Voices of violence 09jul2011

Cuando aparecieron los Mossos d’Esquadra sacando las porras, la violencia ya estaba ahí. En el Estado Español nunca se había repetido tanto la palabra “violencia” hasta que cientos de activistas bloquearon las puertas del Parlament catalán en contra de una votación de recortes contra la sanidad y la educación que iba a llevarse a cabo en el interior. Artur Mas, el President de estos recortes, se refirió inevitablemente a esa “línea roja” que determina lo “incorrecto” de lo “democrático”, sin recordar que al lado observaba un tal Felip Puig del que aún pedimos la dimissió. La prensa se ha convertido en una batalla de comillas aclaratorias en donde cada empresa redefine conceptos según el (e)lectorado que compra religiosamente su biblia a poco más de un euro diariamente.

Todo lo que sobrepase esa línea roja determinada por alguien que desconocemos es “violencia”. Defenderse de esa gran paradoja llamada “antidisturbios” también es “violencia”. La Historia con mayúsculas nos ha enseñado que la violencia es inherente a la condición humana e indispensable en los cambios de estructuración social incluyendo las revoluciones, desde las guerrillas anticolonialistas hasta los derrocamientos de gobiernos corruptos pasando por la llamada Primavera árabe del 2011. El debate sobre el uso de la violencia puede ser largo y tendido según si es, entre otros, Weber o Bakunin quien predomina en los razonamientos, por lo que recomendamos especialmente las lecturas de “El político y el científico” (Max Weber), donde el politólogo alemán habla sobre el monopolio de la violencia por parte del Estado y la obra (incompleta) de Bakunin “Dios y el Estado“, en contrapartida al papel de la superestructura estatal ante este tipo de situaciones. En él queda claro que en la violencia no hay siempre presente maltrato físico, sino la simple presencia de la religión o algún estamento que ahogue económica y culturalmente alguna capa de la sociedad, de modo que estamos presenciando un acto de acción y reacción contra la represión. Bakunin celebraba que esa “reacción” fuese contra el Estado, pero Marx se refería a la violencia como un paso más en la inevitable caída del capitalismo para instaurar un sistema socialista.

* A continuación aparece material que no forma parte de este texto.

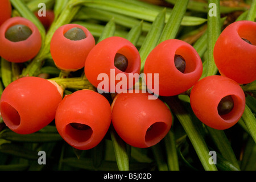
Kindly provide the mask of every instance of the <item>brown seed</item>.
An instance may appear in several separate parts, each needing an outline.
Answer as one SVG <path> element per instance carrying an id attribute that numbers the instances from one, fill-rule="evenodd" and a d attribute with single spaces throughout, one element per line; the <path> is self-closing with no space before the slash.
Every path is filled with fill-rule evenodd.
<path id="1" fill-rule="evenodd" d="M 122 72 L 125 72 L 128 67 L 128 60 L 124 55 L 117 53 L 114 59 L 115 67 Z"/>
<path id="2" fill-rule="evenodd" d="M 218 105 L 219 115 L 226 114 L 230 113 L 234 107 L 234 101 L 231 96 L 223 97 Z"/>
<path id="3" fill-rule="evenodd" d="M 17 42 L 27 40 L 31 34 L 31 30 L 26 26 L 16 24 L 6 31 L 5 36 L 10 41 Z"/>
<path id="4" fill-rule="evenodd" d="M 80 40 L 86 38 L 84 31 L 77 27 L 75 27 L 69 30 L 64 35 L 64 37 L 71 40 Z"/>
<path id="5" fill-rule="evenodd" d="M 186 68 L 186 61 L 180 55 L 175 55 L 174 56 L 174 64 L 176 68 L 181 73 L 184 73 Z"/>
<path id="6" fill-rule="evenodd" d="M 90 129 L 90 126 L 88 125 L 78 123 L 70 123 L 70 125 L 78 130 L 85 130 Z"/>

A lo largo de esa Historia hemos presenciado momentos como la Revolución Francesa y su guillotina, o el contemporáneo rechazo palestino contra la ocupación del Estado de Israel. En ambos casos, el objetivo es el mismo, liberarse del yugo opresor, pero la diferencia es notable en el concepto, llamándose “Revolución” aquel proceso del que María Antonieta no guarda buenos recuerdos y “Terrorismo” a todos los actos contra el ejército de Israel por parte de las fuerzas de resistencia palestinas, incluida la Flotilla de Gaza. Las intifadas (“levantamientos”) son piedras del hartazgo contra balas racistas, un inicio de revolución basado en la acción y reacción. Los medios oficiales no hablan de “conciencia palestina” ni “resistencia”, sólo encuadran las ansias de liberación dentro del “Terrorismo” que ciertos grupos anti-israelíes practican en forma de coche bomba contra la población hebrea que poco a poco se levanta contra su propio gobierno en forma de insumisión al ejército; paradójico que un acto de “violencia contra el Estado” sea el hecho de rechazar el uso de las armas.

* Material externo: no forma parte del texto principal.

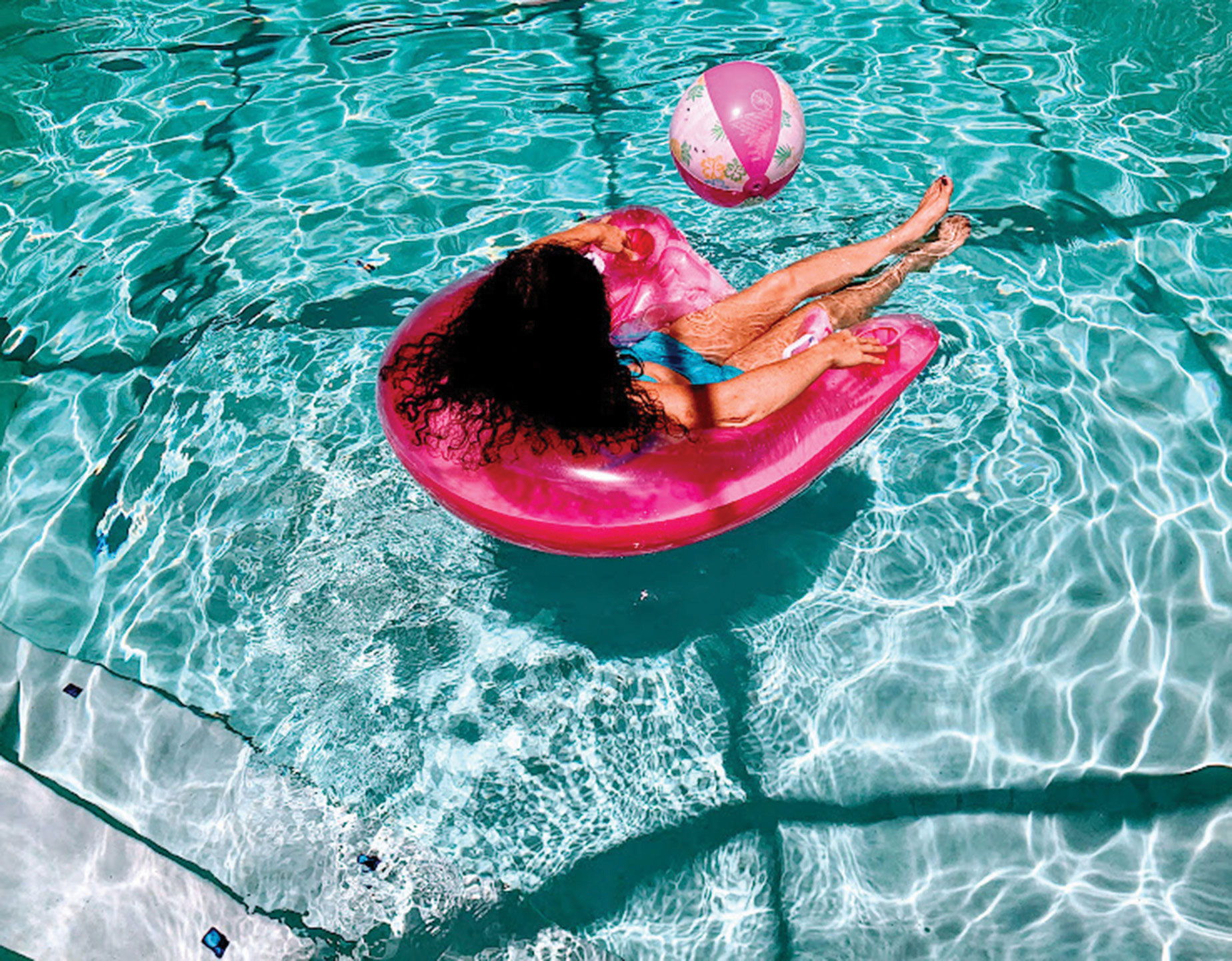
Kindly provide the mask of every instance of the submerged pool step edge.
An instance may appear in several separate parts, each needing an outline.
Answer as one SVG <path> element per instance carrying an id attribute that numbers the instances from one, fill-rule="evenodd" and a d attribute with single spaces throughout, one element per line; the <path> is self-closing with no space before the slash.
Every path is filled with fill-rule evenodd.
<path id="1" fill-rule="evenodd" d="M 250 908 L 349 941 L 382 924 L 399 935 L 408 918 L 447 926 L 496 897 L 402 827 L 367 823 L 265 762 L 222 722 L 0 627 L 0 756 L 10 751 Z M 20 949 L 2 923 L 0 944 Z"/>
<path id="2" fill-rule="evenodd" d="M 33 961 L 307 961 L 313 944 L 0 760 L 0 942 Z M 213 930 L 224 954 L 203 944 Z"/>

Hace años, Fidel Castro fue acusado de entrenar, entre otros grupos, a ETA, las FARC o el FPLP. Conoce perfectamente dónde está esa línea roja que separa el terrorismo de la violencia que tan necesaria fue, inevitablemente, en las luchas por la liberación de los países latinoamericanos de mediados del siglo XX. Nelson Mandela, premio Nobel de la Paz en 1993, también. Todo depende desde qué parte de la piramide del actual sistema capitalista se mire, si desde la base oprimida o la punta opresora, dueña del devenir de la Historia hasta que el hartazgo popular se convierte en respuesta.